Tencent’s paper offers a number of practical solutions deployed in their ads ranking models, giving us a rare insight into a large-scale industrial recommender system. Key elements of their system are:

• Sequence Feature Encoding (TIM): The Temporal Interest Module (TIM) encodes both semantic (similarity between items) and temporal correlations (recency of user interactions) in the user’s history. By pooling target-aware representations of past items, TIM boosts the relevance of recommendations. This led to a 1.93% increase in Gross Merchandise Value (GMV) for WeChat ads.

• Numeric Feature Encoding (MNSE): The Multiple Numeral Systems Encoding (MNSE) method transforms numeric values (e.g., age) into multiple numeral systems (binary, ternary, decimal), then maps each system into learnable embeddings.
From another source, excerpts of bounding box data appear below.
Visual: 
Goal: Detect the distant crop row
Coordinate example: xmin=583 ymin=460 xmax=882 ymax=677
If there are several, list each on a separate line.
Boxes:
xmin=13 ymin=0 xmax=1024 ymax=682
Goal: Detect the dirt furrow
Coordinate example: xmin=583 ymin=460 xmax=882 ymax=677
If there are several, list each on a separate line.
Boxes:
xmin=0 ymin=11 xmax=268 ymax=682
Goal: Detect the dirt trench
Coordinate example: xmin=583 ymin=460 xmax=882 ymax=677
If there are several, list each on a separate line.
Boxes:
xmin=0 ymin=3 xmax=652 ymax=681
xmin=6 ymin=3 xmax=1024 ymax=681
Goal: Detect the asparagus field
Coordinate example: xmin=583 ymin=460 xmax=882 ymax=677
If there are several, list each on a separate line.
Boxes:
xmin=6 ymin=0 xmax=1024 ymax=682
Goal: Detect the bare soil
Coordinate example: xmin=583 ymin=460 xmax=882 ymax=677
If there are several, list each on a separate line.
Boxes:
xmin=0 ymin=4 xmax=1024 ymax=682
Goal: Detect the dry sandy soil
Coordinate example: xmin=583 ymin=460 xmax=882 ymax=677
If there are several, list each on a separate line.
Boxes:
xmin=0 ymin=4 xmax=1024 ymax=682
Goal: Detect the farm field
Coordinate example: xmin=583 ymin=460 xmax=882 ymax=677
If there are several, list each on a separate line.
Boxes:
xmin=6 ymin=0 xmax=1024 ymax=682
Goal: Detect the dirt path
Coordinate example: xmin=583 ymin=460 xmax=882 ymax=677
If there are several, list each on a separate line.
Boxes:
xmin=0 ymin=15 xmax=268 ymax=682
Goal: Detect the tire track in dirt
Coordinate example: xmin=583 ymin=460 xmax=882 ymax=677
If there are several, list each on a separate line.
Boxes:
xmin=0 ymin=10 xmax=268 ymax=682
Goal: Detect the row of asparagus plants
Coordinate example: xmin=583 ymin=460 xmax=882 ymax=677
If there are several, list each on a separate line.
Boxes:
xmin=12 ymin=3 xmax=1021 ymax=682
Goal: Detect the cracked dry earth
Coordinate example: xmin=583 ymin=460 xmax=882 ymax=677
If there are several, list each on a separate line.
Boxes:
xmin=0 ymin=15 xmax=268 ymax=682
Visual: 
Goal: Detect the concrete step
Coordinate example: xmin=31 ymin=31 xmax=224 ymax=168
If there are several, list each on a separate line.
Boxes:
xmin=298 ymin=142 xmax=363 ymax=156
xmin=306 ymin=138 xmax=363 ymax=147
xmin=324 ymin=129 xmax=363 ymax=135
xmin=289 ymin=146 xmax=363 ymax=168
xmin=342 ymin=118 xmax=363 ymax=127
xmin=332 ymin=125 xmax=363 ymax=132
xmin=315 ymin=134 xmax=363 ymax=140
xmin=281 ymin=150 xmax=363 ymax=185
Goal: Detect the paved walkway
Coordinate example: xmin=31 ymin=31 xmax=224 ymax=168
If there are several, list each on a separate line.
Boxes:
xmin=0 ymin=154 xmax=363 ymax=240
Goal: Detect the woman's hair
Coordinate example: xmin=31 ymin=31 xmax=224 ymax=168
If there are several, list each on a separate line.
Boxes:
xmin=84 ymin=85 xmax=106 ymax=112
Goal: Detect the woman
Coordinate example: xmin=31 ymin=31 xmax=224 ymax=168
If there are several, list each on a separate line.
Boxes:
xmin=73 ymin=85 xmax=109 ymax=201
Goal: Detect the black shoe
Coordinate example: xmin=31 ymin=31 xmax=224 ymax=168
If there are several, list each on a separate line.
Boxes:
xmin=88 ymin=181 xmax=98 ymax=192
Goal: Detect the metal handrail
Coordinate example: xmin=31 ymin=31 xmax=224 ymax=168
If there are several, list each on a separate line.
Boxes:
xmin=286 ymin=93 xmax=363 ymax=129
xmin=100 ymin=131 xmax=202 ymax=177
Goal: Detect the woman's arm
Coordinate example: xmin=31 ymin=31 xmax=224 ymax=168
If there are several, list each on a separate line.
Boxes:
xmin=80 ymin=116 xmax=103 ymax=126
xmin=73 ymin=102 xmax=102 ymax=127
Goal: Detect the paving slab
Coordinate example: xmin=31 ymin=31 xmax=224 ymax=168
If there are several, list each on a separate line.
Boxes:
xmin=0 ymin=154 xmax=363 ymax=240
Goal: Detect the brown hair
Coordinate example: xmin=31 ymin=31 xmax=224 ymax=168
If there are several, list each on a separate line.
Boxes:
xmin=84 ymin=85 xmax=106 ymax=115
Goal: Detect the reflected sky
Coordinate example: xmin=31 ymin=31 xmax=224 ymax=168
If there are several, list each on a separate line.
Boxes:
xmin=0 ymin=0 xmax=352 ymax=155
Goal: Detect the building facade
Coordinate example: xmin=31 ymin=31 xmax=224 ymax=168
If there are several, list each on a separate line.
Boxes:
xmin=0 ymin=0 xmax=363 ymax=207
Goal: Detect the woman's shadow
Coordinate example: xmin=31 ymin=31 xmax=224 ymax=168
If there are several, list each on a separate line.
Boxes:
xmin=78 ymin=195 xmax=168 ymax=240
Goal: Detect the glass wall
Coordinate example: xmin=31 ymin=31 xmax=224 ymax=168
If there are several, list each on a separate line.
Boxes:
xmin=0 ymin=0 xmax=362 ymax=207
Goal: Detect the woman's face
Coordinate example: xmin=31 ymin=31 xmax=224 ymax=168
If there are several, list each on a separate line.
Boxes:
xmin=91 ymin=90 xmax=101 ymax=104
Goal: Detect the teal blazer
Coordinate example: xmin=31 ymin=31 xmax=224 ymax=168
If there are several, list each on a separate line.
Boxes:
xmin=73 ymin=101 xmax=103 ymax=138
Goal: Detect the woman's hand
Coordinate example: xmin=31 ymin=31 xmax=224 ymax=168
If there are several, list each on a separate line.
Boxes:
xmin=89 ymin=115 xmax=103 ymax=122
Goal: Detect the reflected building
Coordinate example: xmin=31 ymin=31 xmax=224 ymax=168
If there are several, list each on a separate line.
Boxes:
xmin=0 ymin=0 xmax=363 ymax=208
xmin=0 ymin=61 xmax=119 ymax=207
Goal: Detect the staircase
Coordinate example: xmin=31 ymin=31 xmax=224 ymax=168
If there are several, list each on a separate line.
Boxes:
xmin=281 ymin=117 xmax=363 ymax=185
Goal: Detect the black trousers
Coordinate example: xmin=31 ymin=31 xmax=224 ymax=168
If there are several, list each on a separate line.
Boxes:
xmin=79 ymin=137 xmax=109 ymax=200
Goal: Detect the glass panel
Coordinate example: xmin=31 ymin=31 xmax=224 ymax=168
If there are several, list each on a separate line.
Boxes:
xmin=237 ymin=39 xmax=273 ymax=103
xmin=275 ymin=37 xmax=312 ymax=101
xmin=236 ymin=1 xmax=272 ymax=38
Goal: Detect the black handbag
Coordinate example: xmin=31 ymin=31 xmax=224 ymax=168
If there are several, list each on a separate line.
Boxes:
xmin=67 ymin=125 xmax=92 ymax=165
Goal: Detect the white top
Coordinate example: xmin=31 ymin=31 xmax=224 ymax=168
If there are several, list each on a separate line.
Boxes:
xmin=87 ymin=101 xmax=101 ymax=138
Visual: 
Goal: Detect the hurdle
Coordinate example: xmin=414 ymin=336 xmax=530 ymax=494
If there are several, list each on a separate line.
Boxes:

This helps the model preserve ordinal relationships, ensuring that values like “51” and “50” are encoded as being close together in the embedding space.

• Tackling Embedding Collapse: To prevent embedding dimensional collapse, where embeddings occupy a smaller subspace than intended, Tencent uses a multi-embedding heterogenous Mixtures of Experts (MoE) architecture. This approach assigns multiple embedding tables to each feature, which are used by different interaction modules. By decoupling feature interactions in this way, Tencent achieved a 3.9% GMV increase in the Moments ranking model.

• Addressing Interest Entanglement: The Asymmetric Multi-Embedding (AME) paradigm combats the issue of interest entanglement in multi-task learning. It introduces multiple embedding tables of different dimensions, allowing each task (e.g., click prediction, conversion prediction) to use an appropriate amount of model capacity. By doing so, AME improves prediction accuracy and reduces negative transfer across tasks, with up to 0.48% lift in AUC for conversion predictions.

To summarize, Tencent bets heavily on having multiple embedding tables instead of just a single embedding table per feature, a pattern we’ve seen in their numeric encoding, in their heterogeneous MoE architecture, and in AME. The other interesting observation is that, just like TWIN, Tencent largely leverages target attention to summarize user action histories, which goes against the recent trend of LLM-ifying recommender systems.

It will be interesting to see the next papers coming from this group, which I would expect to dive deeper into the various pieces of their system such TIM. Happy learning!

Comments

[Zhong Zhang]

"Tencent largely leverages target attention to summarize user action histories, which goes against the recent trend of LLM-ifying recommender systems." are you sure about this? Meta's HSTU paper literally metnioned that target aware is significant. Maybe I don't quite get what do you mean?